The next Model Fund Portfolio column will be in the August AAII Journal. Check www.aaii.com/model-portfolios/fund for updates.

Model Fund Portfolio: Selection Rationale

First Methodology

The fund selection rationale consists of two distinct approaches. The first approach is to select actively managed funds where the managers have shown a long-term ability to outperform the market after allowing for additional portfolio risk, regardless of the sector invested in. A fund must have the following characteristics to be considered for the Model Fund Portfolio:

  1. It must be a pure no-load fund. Short-term holding penalties are allowed if paid to the fund and not the manager.
  2. It must have been active for 10 years. However, exceptions are possible.
  3. It must have outperformed the S&P 500 index over the past five-year and 10-year periods.
  4. In its worst three-year (calendar) period, it must not have had a loss; or, in particularly difficult market periods, its loss must have been substantially less than that of the S&P 500 index.
  5. Its expense ratio must not be above 1.25%. Lower ratios will increase desirability.
  6. Fund assets must not be over $10 billion. Some exceptions are permitted, depending on fund objectives.
  7. It must currently be open to individual investors, with a minimum investment of $25,000 or less.

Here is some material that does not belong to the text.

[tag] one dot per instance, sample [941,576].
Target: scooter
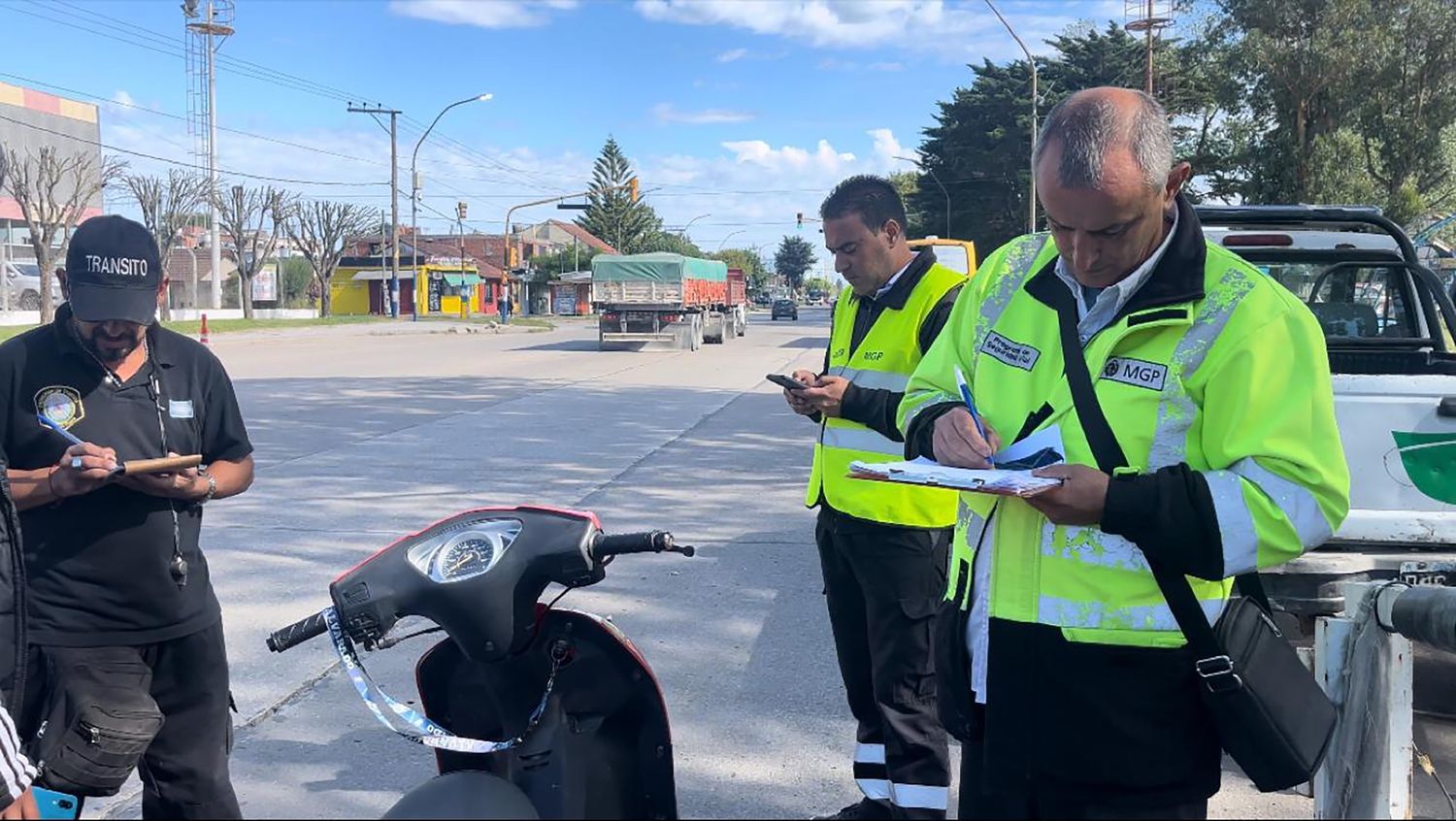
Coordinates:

The above rules apply to new fund selections. Funds will not automatically be eliminated if they later violate the rules without considering other factors.

Second Methodology

The second methodology selects investment approaches that have provided excess returns or reduced portfolio risk to investors over the long term and then searches for the best traditional fund or exchange-traded fund (ETF) in that area. Factors to be considered are:

  1. The liquidity of the fund.
  2. The resources of the management company, in the case of ETFs.
  3. The investment returns and risk over as long a term as possible, given the newness of so many ETFs.
  4. Selection of areas with demonstrated long-term excess returns: value stocks, small-cap stocks, real estate and special areas where individuals cannot easily invest. An example of a fund in a special area would be Fidelity Capital & Income fund (FAGIX), which invests in distressed securities.

Portfolio Management Notes

  • The Model Fund Portfolio is meant to be a portfolio, and we suggest you invest in the entire portfolio on an equal investment basis—that is, invest equal dollar amounts in each fund initially.
  • If a fund is closed, create your portfolio from the remaining funds.
  • You may make adjustments based on your non-fund holdings. For example, if you have partnership or individual holdings in investment real estate (not personal housing), you may reduce or eliminate any REIT funds.
  • There is no need to rebalance on a regular basis. Rebalancing can be accomplished when there are portfolio changes or if one holding gets way out of line. We will notify you of any rebalancing in the Model Fund Portfolio.
James B. Cloonan is founder and chairman of AAII.


Gary from CA posted over 2 years ago:

I think there's an error in the Market Cap Size shown for CHTTX in Table 1. All information I can find, including AAII's 2013 fund listings, points to this fund as a Mid-Cap fund.

Jerry from Tennessee posted over 2 years ago:

I realize that the mutual fund portfolio has outperformed the Vanguard 500 Index fund over the long term, although it has trailed the Vanguard fund over the short term, but, I am concerned over the expense ratios of your four mutual funds. The highest one is 1.25%, while the lowest one is 0.77%.

With that being said, I am very fortunate to work for a company that has an excellent 401K plan with Vanguard. This plan mostly includes index funds, but it does have a few actively managed funds as well. My company also matches 50% contributions up to 10%. So in other words it will match my 10% contributions with a 5% contribution. I am currently up to 8% with a 4% match, but hopefully in less than a year, I will be at 10% and able to capture the full 50% match of 5%. Most of these funds are index funds, but even the active funds have expense ratios of of less than 0.4%. I am just confused on how you can justify expense ratios of greater than 1% and as much as 1.25%?

Peter from FL posted over 2 years ago:

Is the Model portfolio equak weight? If not, what is the distribution?